In late 2008 the global economy entered into a financial crisis that became the catalyst for a shift in the way transactional banking was viewed by corporate clients and their bankers all over the world. The credit crunch was triggered by the end of a benign credit environment and irrational exuberance.
The message that it was time to get back to basics resonated in the industry and it meant sound transactional banking principles – like the management of payments, receivables, reconciliation and trade risk instruments – found their place on the corporate clients business agenda. This shift in focus meant that clients’ expectations from transactional banks also increased and this in turn engendered competition in the market for better product offerings.
The visibility of information became critical and clients wanted real time access to their global cash positions in order to manage their working capital requirements and liquidity carefully. In addition, clients wanted the ability to manage risk in their business through the use of international trade products. Banks in turn, desired more annuity-based revenue with lower capital costs and less capital consumption. Regulators drafted a raft of compliance and regulatory changes in a bid to clean up the financial sector and bring about more stability and prevent another collapse.

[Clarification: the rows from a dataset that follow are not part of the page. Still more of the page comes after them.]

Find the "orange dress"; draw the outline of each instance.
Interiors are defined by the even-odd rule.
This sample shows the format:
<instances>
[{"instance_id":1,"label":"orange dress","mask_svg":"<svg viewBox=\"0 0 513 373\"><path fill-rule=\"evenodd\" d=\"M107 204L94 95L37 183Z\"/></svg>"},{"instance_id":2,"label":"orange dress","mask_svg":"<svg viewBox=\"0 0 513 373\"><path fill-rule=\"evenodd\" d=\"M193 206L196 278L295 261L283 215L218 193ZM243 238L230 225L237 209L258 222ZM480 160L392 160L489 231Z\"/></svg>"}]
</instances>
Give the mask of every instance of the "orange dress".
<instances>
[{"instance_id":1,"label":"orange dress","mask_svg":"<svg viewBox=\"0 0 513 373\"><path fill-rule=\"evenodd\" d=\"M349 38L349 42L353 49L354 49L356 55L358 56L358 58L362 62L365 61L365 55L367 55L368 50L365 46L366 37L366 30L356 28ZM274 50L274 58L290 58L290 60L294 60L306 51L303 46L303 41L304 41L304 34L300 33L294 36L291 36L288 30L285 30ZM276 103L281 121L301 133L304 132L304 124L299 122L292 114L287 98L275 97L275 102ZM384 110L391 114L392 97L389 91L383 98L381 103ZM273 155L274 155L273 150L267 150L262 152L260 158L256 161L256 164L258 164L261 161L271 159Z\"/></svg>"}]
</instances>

The response to this change in business environment did not exclude Africa and both corporate clients and banks alike on the continent have had to make significant investments in both technology and operations to align to the move towards centralisation of treasury functions and the need to deliver integrated standardised end-to-end solutions for transaction management.
An additional force that is disrupting the industry is some of the major technological innovations that are also coming to the fore, many of these being provided by non-banks in the form of “FinTech” companies. Physical cash is still considered king in most parts of Africa, however, with the rise of technology solutions such as Mobile Money coupled with regulatory moves in some markets towards moving cash into electronic forms, this will be a key area in which banks need to very carefully manage their response, whether it is competing head on, partnering or simply monitoring developments.
Industry forums, meanwhile, are driving standardisation of client interactions with their banks and how regions clear payments in real time across borders.
Banks face the challenge of balancing these new dynamics at a time when Africa’s fortunes have turned.
Africa was, until recently, one of the fastest growing regions in the world as it benefitted from a rapidly expanding and resource-hungry Chinese economy. However, the high commodity prices, low interest rates in the West and an appetite to invest in emerging markets that underpinned much of the growth are beginning to reverse, which is placing tremendous pressure on transactional flows in Africa.
The plunge in internationally traded Brent crude, from US$115 a barrel in June 2014 to below US$30 in January 2015, has coincided with a number of factors weakening the gains made by certain regions in the African continent.
Declining commodity prices and a lack of liquidity have placed pressure on trade flows in many African countries and regions. Challenges such as the lack of infrastructure, access to power still exist; however, with this comes opportunity.
The facilitation of intra-African trade will help boost economic growth and assist in alleviating some of these continental challenges.
There are still exceptional growth stories, especially in non-resource sectors. In fact, Africa is expected to be the second-fastest growing continent within 10 years, behind emerging Asia but ahead of the Middle East, with more than 50% of countries growing in excess of 5% annually until 2025.
As this growth takes shape clients will increasingly look to their bank to deliver specialist solutions for African conditions to manage associated risks through the right level of product capability across cash, trade, custody and securities.
Winning a client relationship in Africa and delivering on the commitments made earns a bank a flow business that grows as the client grows; this is why getting it right in Africa for corporate clients is crucial. This essentially means becoming a trusted advisory partner. Placing clients at the centre of what we do is our number one priority as the above trends unfold.
As a bank that has more than 150 years’ experience of banking across the continent, Standard Bank has the knowledge, skill and relationships to assist clients negotiate the complex financial and regulatory cross-border environments in Africa and beyond.
In addition to a strong footprint spanning 20 countries, it is able to harness a powerful strategic partnership with the Industrial and Commercial Bank of China (ICBC). The ICBC, the world’s largest bank, is a 20% shareholder in Standard Bank Group, and this partnership serves to connect Standard Bank to the world’s fastest growing economy and provide ICBC’s clients with an experienced and capable banking partner.
Harnessing our network, which links in to the main financial centres of the world, combined with our transactional banking expertise that delivers from a client centric perspective within key markets across Africa will all combine to foster economic activity and ensure the continent we call home achieves its true growth potential.
As the largest lender by assets in Africa, Standard Bank remains resolute on its Africa strategy and will continue to play a leading role in facilitating trade and capital flows in multiple currencies between African countries themselves, as well as between Africa and prominent international trade corridors.